"Romeo and Juliet" has remained invulnerable to numerous contempo translations and will remain so, long after writer-director-producer Charles T. Kanganis' "Rome & Jewel" has faded from memory.
“Romeo and Juliet” has remained invulnerable to numerous contempo translations and will remain so, long after writer-director-producer Charles T. Kanganis’ “Rome & Jewel” has faded from memory. R & J rap their way to an early grave in this tone-deaf and culturally silly adaptation, which pits Beverly Hills whites against Compton blacks.

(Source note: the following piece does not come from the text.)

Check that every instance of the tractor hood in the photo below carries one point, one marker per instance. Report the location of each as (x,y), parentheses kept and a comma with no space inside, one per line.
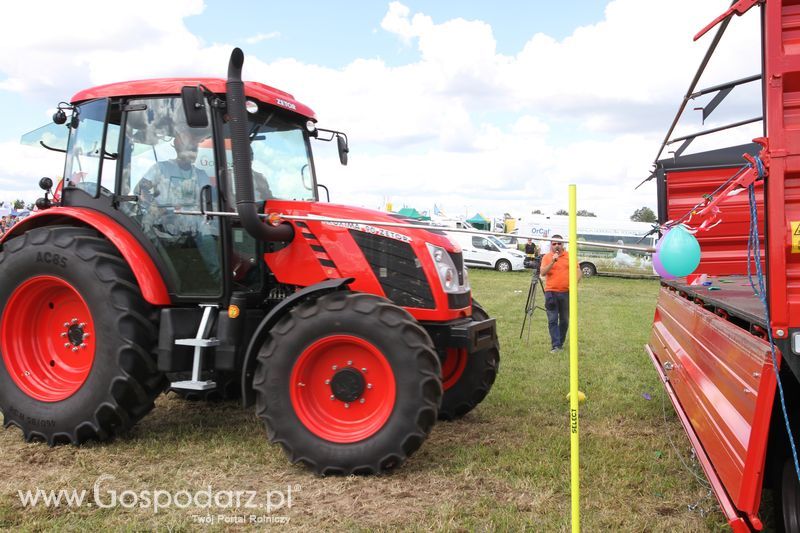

The few who catch it in select big-city venues or on latenight cable might wonder which is dumber: the movie’s clueless sense of geography and time, or the idea of making a square hip-hop “musical.”
Rome (Nate Parker) is fed up with his preacher father (Cleavant Derricks) but can’t find a way to channel his anger until he encounters the Los Angeles mayor’s daughter, Jewel (Lindsey Haun), who unaccountably lives in Beverly Hills. After rapping sweet nothings to each other and stoking the ire of Jewel’s cousin Ty (Greg Siff), the pair — knowing they’re deep in love and deeper in trouble — trek to Vegas for a quickie wedding. They then make the titanic mistake of not simply staying in Vegas, and instead return to Los Angeles and certain tragedy.